In IBM Social Media Analytics, the reporting environment offers an Affinity measure for many reports. The Affinity measure analyzes how closely two dimensions (or attributes of a dimension) are related to each other. This helps analysts gain insight about possible strengths, weaknesses, opportunities, or threat areas based on the affinity between the dimensions or attributes.

The Affinities measure is based on a statistical method that is known as the chi-square test of independence. This method estimates how often two dimensions should occur together if they were independent (for example, products and product features). It compares the estimate with the actual count and identifies whether the difference is statistically significant (either higher or lower than expected). For the Calgary Floods project, the final model included a two-dimensional affinity matrix (see Figure 10.6).

The vertical dimension shows a variety of geographical regions or parts affected by the flood. The horizontal dimension shows a number of issues or problem areas. The color of the cell corresponding to each combination of the Region and Issue indicates how strong the relationship is between the two dimensions. The darker the color, the more statistically significant is the relationship. For example, the matrix shows that the issue about Donations is quite strong in the Mission region. Similarly, the issues about insurance are quite strong in the region called Elbow Park. A table such as this can be used to prioritize actions in response to the issues when cities are faced with limited resources and limited time.

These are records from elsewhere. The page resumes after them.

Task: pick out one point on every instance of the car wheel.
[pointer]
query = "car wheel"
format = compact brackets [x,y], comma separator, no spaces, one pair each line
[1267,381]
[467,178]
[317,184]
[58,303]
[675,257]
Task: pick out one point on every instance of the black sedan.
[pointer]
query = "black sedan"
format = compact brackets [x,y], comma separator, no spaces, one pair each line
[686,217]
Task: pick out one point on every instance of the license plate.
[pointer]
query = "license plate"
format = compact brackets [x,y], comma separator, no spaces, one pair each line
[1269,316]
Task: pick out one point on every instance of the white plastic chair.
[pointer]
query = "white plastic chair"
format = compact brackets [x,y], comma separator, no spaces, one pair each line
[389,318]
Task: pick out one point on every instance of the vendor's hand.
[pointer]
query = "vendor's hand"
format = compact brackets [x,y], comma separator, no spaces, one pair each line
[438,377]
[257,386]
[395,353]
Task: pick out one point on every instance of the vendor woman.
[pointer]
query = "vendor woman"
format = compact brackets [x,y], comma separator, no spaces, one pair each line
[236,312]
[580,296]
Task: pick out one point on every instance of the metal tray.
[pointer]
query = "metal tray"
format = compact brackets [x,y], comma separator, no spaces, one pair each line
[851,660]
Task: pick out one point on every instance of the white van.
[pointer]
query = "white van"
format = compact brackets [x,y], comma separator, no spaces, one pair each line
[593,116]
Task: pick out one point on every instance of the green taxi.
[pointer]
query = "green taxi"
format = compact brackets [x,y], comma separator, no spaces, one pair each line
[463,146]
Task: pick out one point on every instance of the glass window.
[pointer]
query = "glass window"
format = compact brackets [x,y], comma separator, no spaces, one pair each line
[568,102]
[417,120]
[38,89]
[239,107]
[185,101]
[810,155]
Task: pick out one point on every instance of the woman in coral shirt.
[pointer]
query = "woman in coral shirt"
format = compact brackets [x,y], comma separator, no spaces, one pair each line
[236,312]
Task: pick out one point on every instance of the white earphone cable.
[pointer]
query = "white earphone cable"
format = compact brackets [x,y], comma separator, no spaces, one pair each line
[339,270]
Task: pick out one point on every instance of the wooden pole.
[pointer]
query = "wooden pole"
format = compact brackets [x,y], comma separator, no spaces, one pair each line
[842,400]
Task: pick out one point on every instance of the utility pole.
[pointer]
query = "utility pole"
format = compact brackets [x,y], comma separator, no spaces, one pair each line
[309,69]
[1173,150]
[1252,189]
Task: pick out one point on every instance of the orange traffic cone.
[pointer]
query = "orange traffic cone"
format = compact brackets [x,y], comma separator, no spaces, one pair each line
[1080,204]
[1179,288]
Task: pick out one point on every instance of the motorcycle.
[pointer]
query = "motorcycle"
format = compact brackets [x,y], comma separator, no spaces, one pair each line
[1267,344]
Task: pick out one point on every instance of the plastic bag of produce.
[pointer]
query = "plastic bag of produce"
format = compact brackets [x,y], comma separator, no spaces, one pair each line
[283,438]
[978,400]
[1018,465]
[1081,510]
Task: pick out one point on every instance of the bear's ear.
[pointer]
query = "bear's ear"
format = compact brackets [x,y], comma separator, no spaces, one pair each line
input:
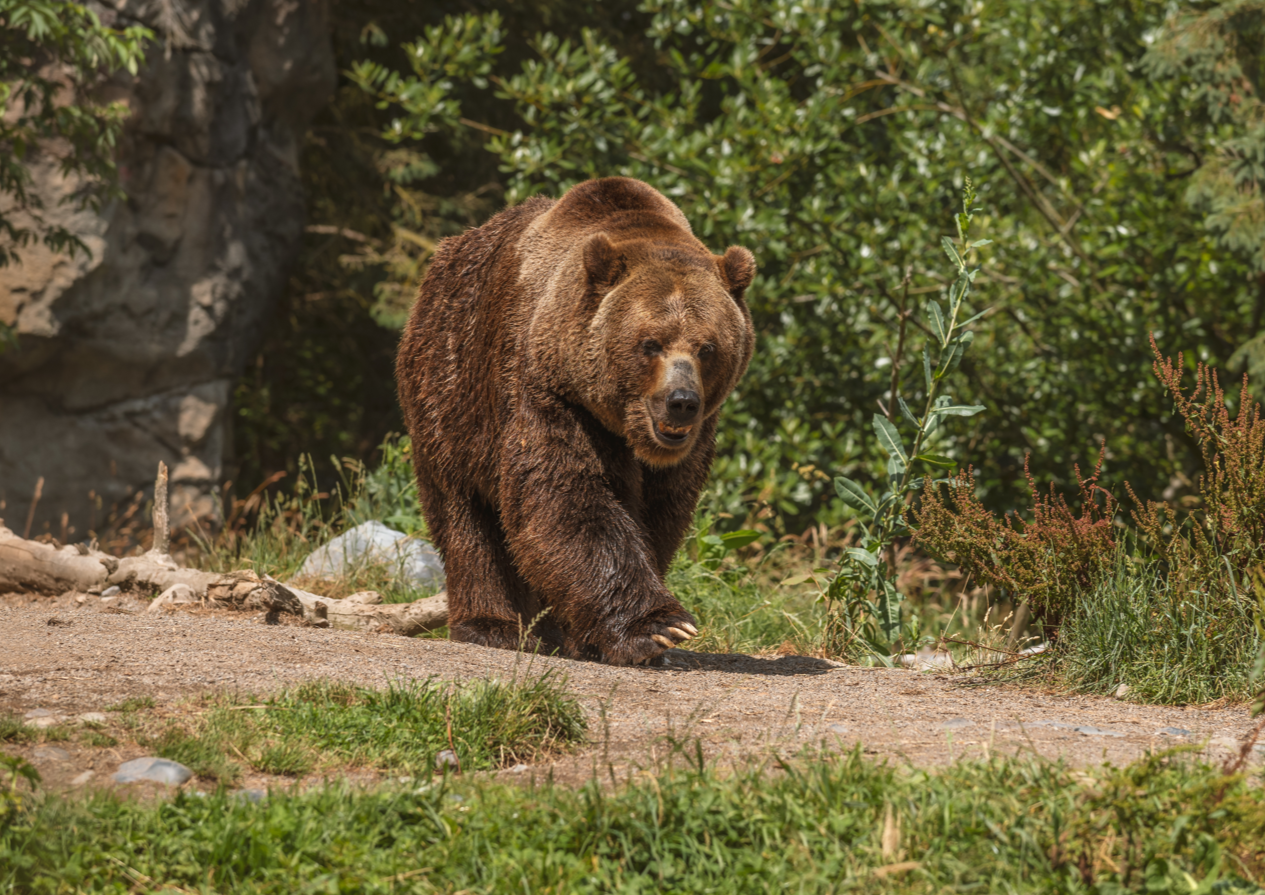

Figure 10.7 shows an expanded image of the top-left portion of this affinity matrix.

The color of the cell indicates the level of affinity. The color red indicates a high affinity, orange is indicative of a medium affinity, and yellow indicates low affinity (gray is representative of no affinity or relationship). The number in each cell shows how many times the two dimensions occur together in the given dataset.

This example shows that there is a strong correlation between driving issues and the region BonnyBrook; this is implied by the strong red color of the cell. The same chart implies that the driving related concerns are not that relevant for the Victoria Park region. You might notice that the cell associated with downtown and clean up has a big number (435); however, based on statistical weight, the affinity between these two dimensions is considered to
be low.

Affinity analysis can be a very effective tool in understanding the relationship between different dimensions of a model built for a particular use case. It becomes a critical tool for assisting with prioritization of the follow-up actions resulting from this phase of the analysis.